The grey-capped flycatcher has a disjunct distribution. The nominate subspecies is found on the Caribbean slope of eastern Honduras and Nicaragua south on the Caribbean and Pacific slopes through Costa Rica to central Panama. Subspecies M. g. occidentalis is found from Darién Province in eastern Panama and west of the Andes south through northern and western Colombia into northwestern Ecuador to northern Manabí Province. M. g. obscurior is found apart from the other two subspecies. It ranges from the lower Magdalena River valley in Colombia south through eastern Ecuador and eastern Peru into northern Bolivia and from the east side of Colombia's Eastern Andes into southeastern Venezuela's Amazonas and western Bolívar states and in western Brazil's northern Roraima, western Amazonas, and Rondônia states.

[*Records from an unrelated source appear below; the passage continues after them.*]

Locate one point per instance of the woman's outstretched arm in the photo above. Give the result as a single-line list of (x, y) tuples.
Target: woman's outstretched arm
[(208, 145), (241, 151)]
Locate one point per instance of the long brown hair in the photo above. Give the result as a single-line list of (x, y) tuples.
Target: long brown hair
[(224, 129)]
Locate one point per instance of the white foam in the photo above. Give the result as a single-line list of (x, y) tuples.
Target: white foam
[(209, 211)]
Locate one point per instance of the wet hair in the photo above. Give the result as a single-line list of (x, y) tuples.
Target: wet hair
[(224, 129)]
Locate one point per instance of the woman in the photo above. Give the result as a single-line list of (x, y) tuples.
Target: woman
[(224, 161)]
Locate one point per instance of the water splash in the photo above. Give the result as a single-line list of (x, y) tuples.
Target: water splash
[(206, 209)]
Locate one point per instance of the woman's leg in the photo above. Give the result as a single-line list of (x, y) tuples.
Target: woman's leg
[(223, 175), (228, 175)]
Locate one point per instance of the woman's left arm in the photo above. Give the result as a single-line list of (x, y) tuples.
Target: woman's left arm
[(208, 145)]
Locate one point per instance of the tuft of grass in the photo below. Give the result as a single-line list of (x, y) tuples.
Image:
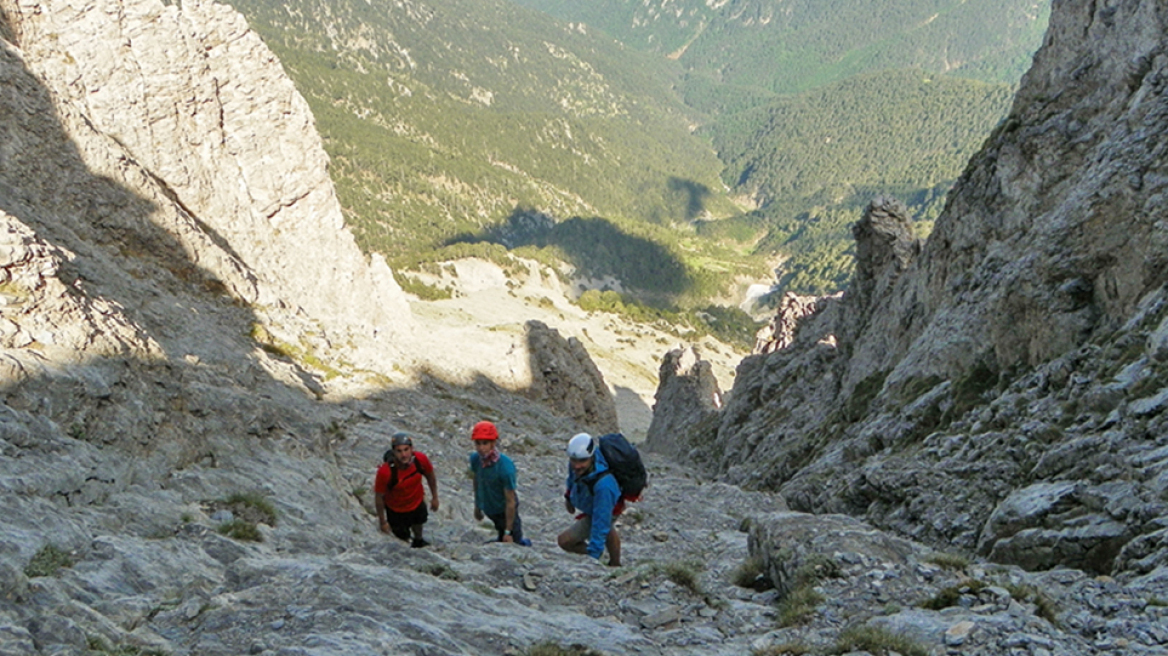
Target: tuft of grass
[(1044, 607), (748, 573), (47, 562), (242, 530), (876, 641), (950, 595), (798, 606), (685, 574), (250, 507)]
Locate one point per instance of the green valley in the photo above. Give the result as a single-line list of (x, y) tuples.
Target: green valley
[(678, 147)]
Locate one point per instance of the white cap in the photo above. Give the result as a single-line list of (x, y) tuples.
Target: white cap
[(581, 447)]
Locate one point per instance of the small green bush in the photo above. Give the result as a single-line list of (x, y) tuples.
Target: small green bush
[(249, 507), (238, 529), (748, 572), (47, 562), (685, 574), (1044, 607), (876, 641), (798, 606)]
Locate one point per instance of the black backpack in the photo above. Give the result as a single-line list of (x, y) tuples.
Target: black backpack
[(625, 465)]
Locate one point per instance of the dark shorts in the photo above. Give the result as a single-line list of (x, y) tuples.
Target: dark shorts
[(500, 522), (401, 522)]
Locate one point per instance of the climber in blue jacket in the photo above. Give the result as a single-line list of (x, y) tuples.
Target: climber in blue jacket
[(593, 493)]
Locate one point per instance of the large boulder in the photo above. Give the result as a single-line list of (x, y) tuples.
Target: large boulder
[(564, 377), (688, 400)]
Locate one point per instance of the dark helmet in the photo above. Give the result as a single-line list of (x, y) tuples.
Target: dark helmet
[(401, 438)]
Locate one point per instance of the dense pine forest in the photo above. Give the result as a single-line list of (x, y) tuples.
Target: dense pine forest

The grey-capped flycatcher inhabits a variety of humid landscapes in the tropical and lower subtropical zones, most of which are somewhat open. These include the edges and shrubby clearings of evergreen forest, secondary forest, gallery forest, and agricultural areas with scattered trees. It often occurs near areas of standing water. In elevation it ranges mostly from sea level to 1650 m overall but reaches 1800 m in Honduras. It reaches 1500 m in Costa Rica, 1000 m in Colombia and Ecuador, 1400 m in Peru, only 550 m in Venezuela, and 1100 m in Brazil.

==Behavior==
===Movement===

The grey-capped flycatcher is assumed to be resident in most or all of its range.

===Feeding===

The grey-capped flycatcher feeds mostly on insects and also includes a significant amount of berries and seeds in its diet. It forages singly, in pairs, and in small family groups. Outside the breeding season large numbers may share a fruiting tree. It usually perches up to the forest's mid-level but sometimes in a treetop. It captures most insect prey in mid-air ("hawking ") and sometimes with sallies to foliage.

===Breeding===

The grey-capped flycatcher's breeding season has not been fully defined. It spans at least from February to June in Costa Rica, from February to May in Panama, and from September to January in Peru. It includes March in Colombia. Its nest is bulky domed cup or globe with a side entrance made from dry grass, straw, and weed stems. It typically is placed in a tree or bush between about 1.8 and 8 m above the ground but can be as high as 18 m up. The clutch is usually two or three eggs but clutches of four are known. The incubation period, time to fledging, and details of parental care are not known.

===Vocalization===

The grey-capped flycatcher's vocalizations appear to vary somewhat across its range. In Ecuador west of the Andes its dawn song is a "kip, ki[p, kip, keeuw-kreh" that lasts about two or three seconds. East of the Andes it sings "a faster kip, kip, kip, kip, kip, kip, ke-ke-kree-yí" that lasts one or two seconds. Its Central American song is written as a "high djup-djup sréeeh". It has a variety of calls including "repeated nasal kip, bip or wic notes and longer kip-kee-kew or kip-kip-kip-it series" and "harsh, strident, aggressive-sounding staccato notes, kurr keer ch'beer, k'keer keer jeer k'beer" when confronting others of its species.

==Status==

The IUCN has assessed the grey-capped flycatcher as being of Least Concern. It has a very large range and its estimated population of at least five million mature individuals is believed to be stable. No immediate threats have been identified. It is considered uncommon to common in Honduras, common in the Costa Rican lowlands and less so in the highlands, common in Colombia, Ecuador, and Peru, and local in Venezuela. It "thrives in secondary habitats and in agricultural and residential areas, and occurs in several national parks and other protected areas throughout its range".